When I first picked up this story, I was expecting something along the lines of your standard chicklit: a happy love story, with a generous helping of hilarity thrown in for good measure. To my surprise, this story is actually quite weighty, addressing issues such as abandonment, growing pains, and drug use. Though the protagonist is a teenage girl, the content pushes the book from young adult into adult fiction, at least in my mind. For the first half of the novel, I found both Chloe's and Shane's struggles to be believable, their behavior something I might expect from someone in such circumstances. Her father's sorrow as a widower, though barely touched upon, is still palpable, but he fades towards the latter half of the book.

The most intriguing character by far is Sid, the ostensible antagonist whose sanity is as questionable as the nutritional value of microwavable meals. The warped logic that he utilizes makes him far more interesting than a deliberately malignant force would have been; the fact of the matter is that he thinks he's doing something heroic and grand when he's actually destroying innocent lives and facilitating poor decision-making. The man is a pitiable villain, though a villain all the same.

Truth be told, this book would have earned considerably higher than a 3.5 based on the first half of the book. Shane's journal entries were reasonably profound, the plot fairly fascinating and the pacing excellent. The second half of the novel, however, began to drag. It felt like Shane was trying too hard to be deep, and there was a visible shift in Chloe's personality that I found difficult to reconcile. Perhaps part of the difficulty that I experienced was related to the details of the Dreamtime, which grew to be confusing in its New Age philosophy. It was integral to the plot, but at the same time, it made my mind weary and drew me away from my emotional connection to the main characters.

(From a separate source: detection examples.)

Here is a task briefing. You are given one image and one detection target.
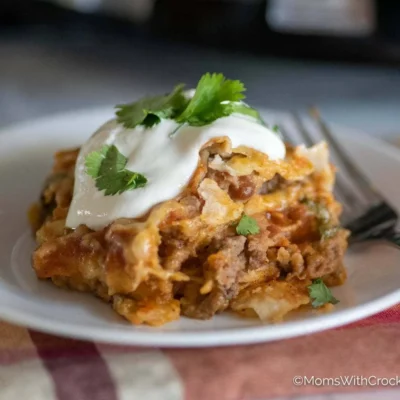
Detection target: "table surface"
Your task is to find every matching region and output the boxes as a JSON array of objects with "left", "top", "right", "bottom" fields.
[{"left": 0, "top": 36, "right": 400, "bottom": 400}]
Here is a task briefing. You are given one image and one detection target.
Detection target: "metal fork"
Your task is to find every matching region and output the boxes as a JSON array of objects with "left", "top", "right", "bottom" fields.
[{"left": 281, "top": 108, "right": 400, "bottom": 245}]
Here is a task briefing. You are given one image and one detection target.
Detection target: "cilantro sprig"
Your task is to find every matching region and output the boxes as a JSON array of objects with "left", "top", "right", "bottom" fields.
[
  {"left": 236, "top": 214, "right": 260, "bottom": 236},
  {"left": 116, "top": 73, "right": 265, "bottom": 135},
  {"left": 115, "top": 84, "right": 189, "bottom": 129},
  {"left": 85, "top": 145, "right": 147, "bottom": 196},
  {"left": 307, "top": 278, "right": 339, "bottom": 308},
  {"left": 301, "top": 199, "right": 340, "bottom": 240},
  {"left": 176, "top": 73, "right": 246, "bottom": 126}
]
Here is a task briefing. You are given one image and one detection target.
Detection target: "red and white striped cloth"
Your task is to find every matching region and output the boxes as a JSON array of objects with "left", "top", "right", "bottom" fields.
[{"left": 0, "top": 305, "right": 400, "bottom": 400}]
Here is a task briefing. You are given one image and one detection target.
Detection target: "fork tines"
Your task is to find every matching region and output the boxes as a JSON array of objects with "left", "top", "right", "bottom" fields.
[{"left": 281, "top": 107, "right": 398, "bottom": 242}]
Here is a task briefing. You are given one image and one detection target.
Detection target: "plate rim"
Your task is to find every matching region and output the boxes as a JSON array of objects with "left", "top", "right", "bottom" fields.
[{"left": 0, "top": 107, "right": 400, "bottom": 347}]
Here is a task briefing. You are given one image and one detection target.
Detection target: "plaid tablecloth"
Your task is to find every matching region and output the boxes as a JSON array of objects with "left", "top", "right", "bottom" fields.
[{"left": 0, "top": 305, "right": 400, "bottom": 400}]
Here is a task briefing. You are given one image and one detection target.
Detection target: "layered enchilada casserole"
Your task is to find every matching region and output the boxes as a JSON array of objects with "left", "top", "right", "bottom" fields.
[{"left": 29, "top": 74, "right": 348, "bottom": 326}]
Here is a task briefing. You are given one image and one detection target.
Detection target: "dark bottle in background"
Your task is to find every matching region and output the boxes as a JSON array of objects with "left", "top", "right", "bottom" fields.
[{"left": 151, "top": 0, "right": 400, "bottom": 62}]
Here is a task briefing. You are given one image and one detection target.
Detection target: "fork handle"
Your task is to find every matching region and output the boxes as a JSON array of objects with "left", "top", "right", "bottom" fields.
[{"left": 384, "top": 230, "right": 400, "bottom": 247}]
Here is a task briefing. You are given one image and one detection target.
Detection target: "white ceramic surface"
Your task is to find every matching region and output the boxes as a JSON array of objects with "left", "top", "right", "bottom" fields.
[{"left": 0, "top": 109, "right": 400, "bottom": 347}]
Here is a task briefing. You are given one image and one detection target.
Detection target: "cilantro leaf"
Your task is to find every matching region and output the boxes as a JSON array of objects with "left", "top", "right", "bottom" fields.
[
  {"left": 301, "top": 199, "right": 340, "bottom": 240},
  {"left": 231, "top": 102, "right": 266, "bottom": 126},
  {"left": 85, "top": 145, "right": 147, "bottom": 196},
  {"left": 271, "top": 124, "right": 280, "bottom": 133},
  {"left": 236, "top": 214, "right": 260, "bottom": 236},
  {"left": 85, "top": 146, "right": 110, "bottom": 178},
  {"left": 115, "top": 84, "right": 189, "bottom": 129},
  {"left": 175, "top": 73, "right": 246, "bottom": 126},
  {"left": 307, "top": 278, "right": 339, "bottom": 307}
]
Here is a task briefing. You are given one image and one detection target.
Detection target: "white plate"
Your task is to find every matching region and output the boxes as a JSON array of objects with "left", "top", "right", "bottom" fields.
[{"left": 0, "top": 109, "right": 400, "bottom": 347}]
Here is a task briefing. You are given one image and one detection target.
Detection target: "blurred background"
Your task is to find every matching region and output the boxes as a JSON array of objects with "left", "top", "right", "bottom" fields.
[{"left": 0, "top": 0, "right": 400, "bottom": 140}]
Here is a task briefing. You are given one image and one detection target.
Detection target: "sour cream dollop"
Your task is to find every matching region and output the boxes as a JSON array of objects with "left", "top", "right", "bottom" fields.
[{"left": 66, "top": 114, "right": 285, "bottom": 230}]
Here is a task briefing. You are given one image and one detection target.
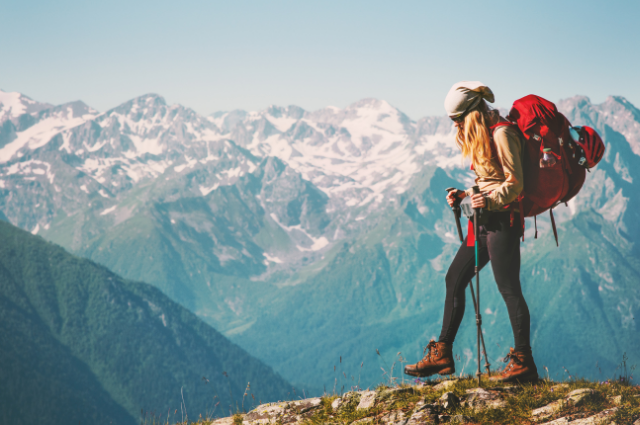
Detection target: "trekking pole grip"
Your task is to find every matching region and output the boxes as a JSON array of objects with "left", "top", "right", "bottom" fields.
[{"left": 446, "top": 187, "right": 464, "bottom": 242}]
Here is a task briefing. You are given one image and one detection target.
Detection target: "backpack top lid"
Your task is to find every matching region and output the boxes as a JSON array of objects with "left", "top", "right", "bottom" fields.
[{"left": 507, "top": 94, "right": 565, "bottom": 139}]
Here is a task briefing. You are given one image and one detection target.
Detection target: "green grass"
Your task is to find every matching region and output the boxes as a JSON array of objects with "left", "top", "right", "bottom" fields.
[{"left": 181, "top": 377, "right": 640, "bottom": 425}]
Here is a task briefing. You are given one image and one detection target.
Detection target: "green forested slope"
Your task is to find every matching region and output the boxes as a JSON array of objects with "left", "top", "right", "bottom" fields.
[{"left": 0, "top": 222, "right": 291, "bottom": 424}]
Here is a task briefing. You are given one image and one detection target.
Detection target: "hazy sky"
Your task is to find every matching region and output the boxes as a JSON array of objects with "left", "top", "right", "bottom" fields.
[{"left": 0, "top": 0, "right": 640, "bottom": 119}]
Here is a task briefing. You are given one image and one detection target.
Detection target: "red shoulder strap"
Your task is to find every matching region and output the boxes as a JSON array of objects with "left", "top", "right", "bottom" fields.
[{"left": 491, "top": 121, "right": 517, "bottom": 131}]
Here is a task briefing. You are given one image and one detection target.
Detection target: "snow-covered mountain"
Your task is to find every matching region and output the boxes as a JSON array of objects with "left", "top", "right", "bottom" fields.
[{"left": 0, "top": 88, "right": 640, "bottom": 384}]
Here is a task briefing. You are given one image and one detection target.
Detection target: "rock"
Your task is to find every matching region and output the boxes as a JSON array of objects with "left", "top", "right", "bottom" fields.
[
  {"left": 464, "top": 388, "right": 507, "bottom": 409},
  {"left": 241, "top": 397, "right": 322, "bottom": 425},
  {"left": 405, "top": 408, "right": 438, "bottom": 425},
  {"left": 488, "top": 386, "right": 520, "bottom": 394},
  {"left": 531, "top": 400, "right": 565, "bottom": 419},
  {"left": 542, "top": 418, "right": 569, "bottom": 425},
  {"left": 380, "top": 387, "right": 415, "bottom": 398},
  {"left": 289, "top": 397, "right": 322, "bottom": 415},
  {"left": 542, "top": 407, "right": 620, "bottom": 425},
  {"left": 440, "top": 392, "right": 460, "bottom": 409},
  {"left": 431, "top": 379, "right": 458, "bottom": 391},
  {"left": 211, "top": 417, "right": 233, "bottom": 425},
  {"left": 567, "top": 388, "right": 596, "bottom": 404},
  {"left": 358, "top": 391, "right": 376, "bottom": 410},
  {"left": 331, "top": 397, "right": 342, "bottom": 412},
  {"left": 351, "top": 418, "right": 374, "bottom": 425},
  {"left": 413, "top": 400, "right": 438, "bottom": 412},
  {"left": 242, "top": 402, "right": 289, "bottom": 425},
  {"left": 380, "top": 409, "right": 408, "bottom": 425},
  {"left": 611, "top": 395, "right": 622, "bottom": 406},
  {"left": 550, "top": 384, "right": 569, "bottom": 392},
  {"left": 451, "top": 415, "right": 472, "bottom": 424}
]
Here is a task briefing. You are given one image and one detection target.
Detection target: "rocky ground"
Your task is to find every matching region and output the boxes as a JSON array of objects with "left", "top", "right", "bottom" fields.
[{"left": 191, "top": 379, "right": 640, "bottom": 425}]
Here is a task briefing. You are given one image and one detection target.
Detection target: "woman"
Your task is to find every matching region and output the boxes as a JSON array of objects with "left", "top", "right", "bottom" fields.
[{"left": 405, "top": 81, "right": 538, "bottom": 382}]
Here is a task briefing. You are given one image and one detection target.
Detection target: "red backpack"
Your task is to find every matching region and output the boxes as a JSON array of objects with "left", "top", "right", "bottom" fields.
[{"left": 498, "top": 94, "right": 586, "bottom": 244}]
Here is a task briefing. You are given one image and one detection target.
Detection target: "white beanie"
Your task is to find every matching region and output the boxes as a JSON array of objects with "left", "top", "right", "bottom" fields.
[{"left": 444, "top": 81, "right": 495, "bottom": 118}]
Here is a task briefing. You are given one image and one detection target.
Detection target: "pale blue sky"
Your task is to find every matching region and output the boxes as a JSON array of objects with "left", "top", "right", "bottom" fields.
[{"left": 0, "top": 0, "right": 640, "bottom": 119}]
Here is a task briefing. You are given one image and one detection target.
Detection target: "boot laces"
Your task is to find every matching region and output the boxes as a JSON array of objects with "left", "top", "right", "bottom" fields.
[
  {"left": 422, "top": 339, "right": 438, "bottom": 360},
  {"left": 502, "top": 351, "right": 522, "bottom": 372}
]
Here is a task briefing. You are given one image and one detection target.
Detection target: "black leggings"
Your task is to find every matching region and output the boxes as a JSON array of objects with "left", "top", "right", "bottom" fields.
[{"left": 439, "top": 212, "right": 531, "bottom": 352}]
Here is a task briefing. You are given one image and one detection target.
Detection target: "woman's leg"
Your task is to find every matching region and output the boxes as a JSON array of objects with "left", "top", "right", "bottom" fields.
[
  {"left": 487, "top": 214, "right": 531, "bottom": 353},
  {"left": 438, "top": 235, "right": 489, "bottom": 344}
]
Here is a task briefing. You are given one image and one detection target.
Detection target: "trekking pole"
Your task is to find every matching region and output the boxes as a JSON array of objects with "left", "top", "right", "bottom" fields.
[
  {"left": 446, "top": 187, "right": 464, "bottom": 242},
  {"left": 471, "top": 186, "right": 482, "bottom": 386},
  {"left": 469, "top": 281, "right": 491, "bottom": 375}
]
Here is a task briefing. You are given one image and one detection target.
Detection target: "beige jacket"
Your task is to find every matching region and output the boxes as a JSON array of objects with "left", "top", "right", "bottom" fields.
[{"left": 465, "top": 126, "right": 524, "bottom": 211}]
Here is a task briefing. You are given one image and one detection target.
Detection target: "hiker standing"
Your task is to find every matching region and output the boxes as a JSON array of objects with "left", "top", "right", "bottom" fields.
[{"left": 405, "top": 81, "right": 538, "bottom": 382}]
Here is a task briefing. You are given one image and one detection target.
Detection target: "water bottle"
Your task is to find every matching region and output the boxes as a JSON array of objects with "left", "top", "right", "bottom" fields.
[{"left": 540, "top": 148, "right": 558, "bottom": 168}]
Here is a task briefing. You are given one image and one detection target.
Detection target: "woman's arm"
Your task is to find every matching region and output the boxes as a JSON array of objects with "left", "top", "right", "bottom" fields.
[{"left": 487, "top": 127, "right": 524, "bottom": 211}]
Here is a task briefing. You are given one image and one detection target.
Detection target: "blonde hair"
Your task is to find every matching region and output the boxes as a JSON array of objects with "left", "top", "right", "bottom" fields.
[{"left": 456, "top": 100, "right": 492, "bottom": 167}]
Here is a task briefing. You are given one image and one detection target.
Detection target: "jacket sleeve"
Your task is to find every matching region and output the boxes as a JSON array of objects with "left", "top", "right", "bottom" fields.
[{"left": 487, "top": 127, "right": 524, "bottom": 211}]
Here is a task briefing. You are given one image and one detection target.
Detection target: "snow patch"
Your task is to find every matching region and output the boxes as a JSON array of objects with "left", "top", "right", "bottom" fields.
[{"left": 100, "top": 205, "right": 117, "bottom": 215}]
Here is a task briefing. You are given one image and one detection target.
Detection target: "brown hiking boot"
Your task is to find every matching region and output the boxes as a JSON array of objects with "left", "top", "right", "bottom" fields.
[
  {"left": 489, "top": 348, "right": 538, "bottom": 383},
  {"left": 404, "top": 339, "right": 456, "bottom": 377}
]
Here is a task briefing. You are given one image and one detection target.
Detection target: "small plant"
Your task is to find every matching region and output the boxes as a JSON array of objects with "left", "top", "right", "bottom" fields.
[
  {"left": 233, "top": 413, "right": 244, "bottom": 425},
  {"left": 616, "top": 352, "right": 636, "bottom": 385}
]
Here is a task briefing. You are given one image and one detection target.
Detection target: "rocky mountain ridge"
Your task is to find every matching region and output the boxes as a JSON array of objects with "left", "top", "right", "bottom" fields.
[
  {"left": 199, "top": 379, "right": 640, "bottom": 425},
  {"left": 0, "top": 89, "right": 640, "bottom": 389}
]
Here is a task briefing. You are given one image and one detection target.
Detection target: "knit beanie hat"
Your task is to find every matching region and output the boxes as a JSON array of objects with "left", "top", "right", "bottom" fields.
[{"left": 444, "top": 81, "right": 495, "bottom": 118}]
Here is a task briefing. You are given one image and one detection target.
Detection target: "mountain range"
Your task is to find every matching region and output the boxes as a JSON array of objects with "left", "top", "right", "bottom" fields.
[
  {"left": 0, "top": 217, "right": 292, "bottom": 424},
  {"left": 0, "top": 87, "right": 640, "bottom": 392}
]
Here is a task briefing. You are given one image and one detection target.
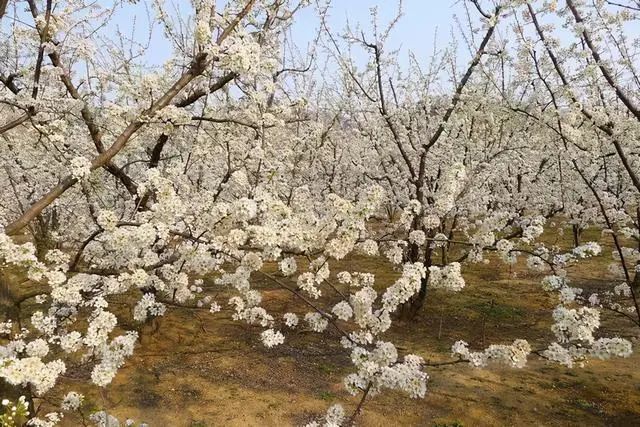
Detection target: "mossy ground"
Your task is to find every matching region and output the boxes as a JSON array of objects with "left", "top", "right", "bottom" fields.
[{"left": 26, "top": 226, "right": 640, "bottom": 426}]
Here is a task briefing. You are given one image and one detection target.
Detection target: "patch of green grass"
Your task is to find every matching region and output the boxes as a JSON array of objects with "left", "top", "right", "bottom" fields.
[{"left": 470, "top": 301, "right": 524, "bottom": 321}]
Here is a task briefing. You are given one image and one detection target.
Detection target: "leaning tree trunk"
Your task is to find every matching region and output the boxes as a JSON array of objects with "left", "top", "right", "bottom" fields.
[{"left": 398, "top": 244, "right": 433, "bottom": 320}]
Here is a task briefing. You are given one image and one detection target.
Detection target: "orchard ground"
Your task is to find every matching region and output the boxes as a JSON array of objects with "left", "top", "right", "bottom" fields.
[{"left": 40, "top": 229, "right": 640, "bottom": 426}]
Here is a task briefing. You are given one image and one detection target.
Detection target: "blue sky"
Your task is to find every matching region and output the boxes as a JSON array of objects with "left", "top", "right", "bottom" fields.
[{"left": 293, "top": 0, "right": 461, "bottom": 63}]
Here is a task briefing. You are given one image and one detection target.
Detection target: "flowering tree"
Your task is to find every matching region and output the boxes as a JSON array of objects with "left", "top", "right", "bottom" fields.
[{"left": 0, "top": 0, "right": 640, "bottom": 426}]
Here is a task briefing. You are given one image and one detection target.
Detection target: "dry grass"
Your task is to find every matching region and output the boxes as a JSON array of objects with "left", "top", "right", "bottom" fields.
[{"left": 33, "top": 224, "right": 640, "bottom": 426}]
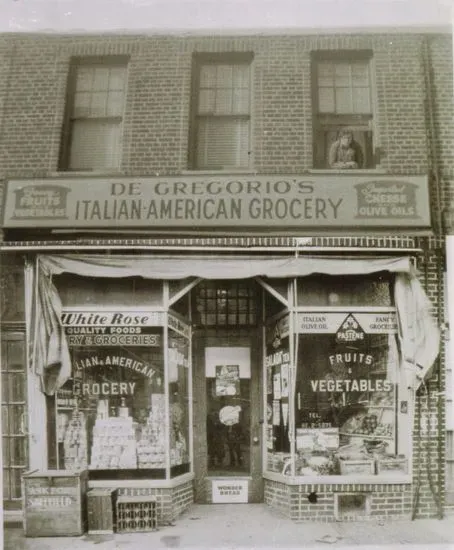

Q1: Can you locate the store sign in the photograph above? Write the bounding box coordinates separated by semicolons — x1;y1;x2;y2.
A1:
3;176;430;229
61;309;164;328
297;311;397;334
211;478;249;504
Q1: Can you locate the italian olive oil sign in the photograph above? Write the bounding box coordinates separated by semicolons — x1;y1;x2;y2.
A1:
3;176;430;229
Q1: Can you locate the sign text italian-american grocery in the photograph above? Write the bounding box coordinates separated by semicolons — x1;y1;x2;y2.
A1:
3;177;430;229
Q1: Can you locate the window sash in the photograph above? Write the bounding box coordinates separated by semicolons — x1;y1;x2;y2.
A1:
195;116;250;169
68;119;121;171
192;61;251;170
316;61;372;114
62;61;126;171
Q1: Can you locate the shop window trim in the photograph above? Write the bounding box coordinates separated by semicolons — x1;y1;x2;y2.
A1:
188;52;253;172
59;56;129;173
262;298;414;484
311;50;379;170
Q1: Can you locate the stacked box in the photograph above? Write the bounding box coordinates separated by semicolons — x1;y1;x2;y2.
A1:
117;495;158;533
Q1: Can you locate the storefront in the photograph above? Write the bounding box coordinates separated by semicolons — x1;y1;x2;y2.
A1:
0;176;438;521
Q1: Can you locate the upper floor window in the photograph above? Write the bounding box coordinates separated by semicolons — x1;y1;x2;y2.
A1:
60;58;126;171
313;51;375;169
190;54;252;170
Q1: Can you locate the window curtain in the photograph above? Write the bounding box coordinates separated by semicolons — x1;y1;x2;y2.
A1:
30;255;439;395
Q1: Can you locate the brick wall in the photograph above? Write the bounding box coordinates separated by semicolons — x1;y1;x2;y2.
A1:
265;480;412;522
0;33;454;182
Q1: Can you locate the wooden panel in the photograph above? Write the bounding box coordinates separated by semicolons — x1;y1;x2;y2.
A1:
23;470;88;537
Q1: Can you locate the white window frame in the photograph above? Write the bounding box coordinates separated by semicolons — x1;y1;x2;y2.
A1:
312;50;379;170
189;52;253;172
59;56;128;173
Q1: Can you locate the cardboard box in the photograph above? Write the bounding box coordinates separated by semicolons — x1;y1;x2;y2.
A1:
377;457;408;475
339;458;375;476
22;470;88;537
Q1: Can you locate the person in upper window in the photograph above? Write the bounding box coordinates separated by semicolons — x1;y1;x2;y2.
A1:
328;128;364;169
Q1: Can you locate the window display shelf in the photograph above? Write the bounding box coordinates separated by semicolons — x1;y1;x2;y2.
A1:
339;432;394;441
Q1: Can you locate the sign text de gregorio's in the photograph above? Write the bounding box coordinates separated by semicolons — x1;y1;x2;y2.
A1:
3;176;430;228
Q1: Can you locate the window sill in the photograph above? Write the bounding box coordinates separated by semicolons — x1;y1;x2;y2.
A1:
309;168;390;176
180;168;257;176
49;170;125;178
263;472;412;485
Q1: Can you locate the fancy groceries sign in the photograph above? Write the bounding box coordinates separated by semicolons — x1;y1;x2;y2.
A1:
3;176;430;228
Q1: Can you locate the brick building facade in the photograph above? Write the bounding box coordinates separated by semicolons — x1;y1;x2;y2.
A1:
0;29;454;521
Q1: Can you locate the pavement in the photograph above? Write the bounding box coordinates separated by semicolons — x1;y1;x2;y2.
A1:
4;504;454;550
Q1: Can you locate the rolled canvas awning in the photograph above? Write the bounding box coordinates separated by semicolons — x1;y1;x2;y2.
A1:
28;255;439;395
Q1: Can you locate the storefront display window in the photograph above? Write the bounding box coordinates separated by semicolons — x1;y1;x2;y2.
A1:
294;324;398;476
265;315;291;471
168;317;190;477
56;324;166;478
264;274;409;477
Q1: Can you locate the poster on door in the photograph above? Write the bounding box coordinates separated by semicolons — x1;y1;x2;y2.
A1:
215;365;240;397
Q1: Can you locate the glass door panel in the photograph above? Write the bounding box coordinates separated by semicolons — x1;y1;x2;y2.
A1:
206;378;251;476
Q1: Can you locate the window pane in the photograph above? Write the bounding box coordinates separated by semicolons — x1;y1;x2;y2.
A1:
216;65;233;88
93;67;109;92
200;65;216;88
317;63;334;86
10;437;27;467
10;469;23;498
233;65;249;88
9;405;26;435
2;372;9;403
56;336;166;477
73;92;91;118
107;92;123;117
198;90;216;115
2;437;11;466
318;88;336;113
295;330;397;475
336;88;353;113
335;63;351;87
197;118;249;168
215;89;232;115
76;67;94;92
90;92;107;117
109;67;126;91
353;88;371;113
3;468;11;500
69;120;120;170
233;88;249;115
351;63;369;86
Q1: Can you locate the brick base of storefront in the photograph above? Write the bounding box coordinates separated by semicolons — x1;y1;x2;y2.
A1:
265;479;412;522
118;480;194;525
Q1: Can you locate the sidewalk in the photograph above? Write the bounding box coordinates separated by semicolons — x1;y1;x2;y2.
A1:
4;504;454;550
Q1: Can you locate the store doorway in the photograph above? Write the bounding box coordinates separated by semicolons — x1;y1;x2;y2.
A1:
192;281;263;504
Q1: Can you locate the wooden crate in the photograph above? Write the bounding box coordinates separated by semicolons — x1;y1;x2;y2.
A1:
87;488;117;535
22;470;88;537
339;458;375;476
117;495;158;533
377;457;408;475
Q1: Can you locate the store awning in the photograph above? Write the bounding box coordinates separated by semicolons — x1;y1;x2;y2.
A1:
27;255;440;395
39;255;412;280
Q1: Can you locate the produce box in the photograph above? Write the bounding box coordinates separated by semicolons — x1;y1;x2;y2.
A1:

In writing this review, I confess that I'm doing my best not to impose my own morality on a fictional tale. Even so, I will admit that I was bothered by Chloe's means of rescuing Shane, particularly when one of her final acts carelessly endangered several addicts who had nothing to do with the situation at hand. The deliberate drug abuse, and the complete lack of any real consequences (on Chloe's part), makes me hesitate to recommend this book to someone who hasn't already formed his or her own opinion of the matter; that is, I would hardly recommend it to tweens and teens.

Dreamwalk is a heavier kind of love story, one that stretches the mind and raises some metaphysical questions. It is the thinking reader's romance.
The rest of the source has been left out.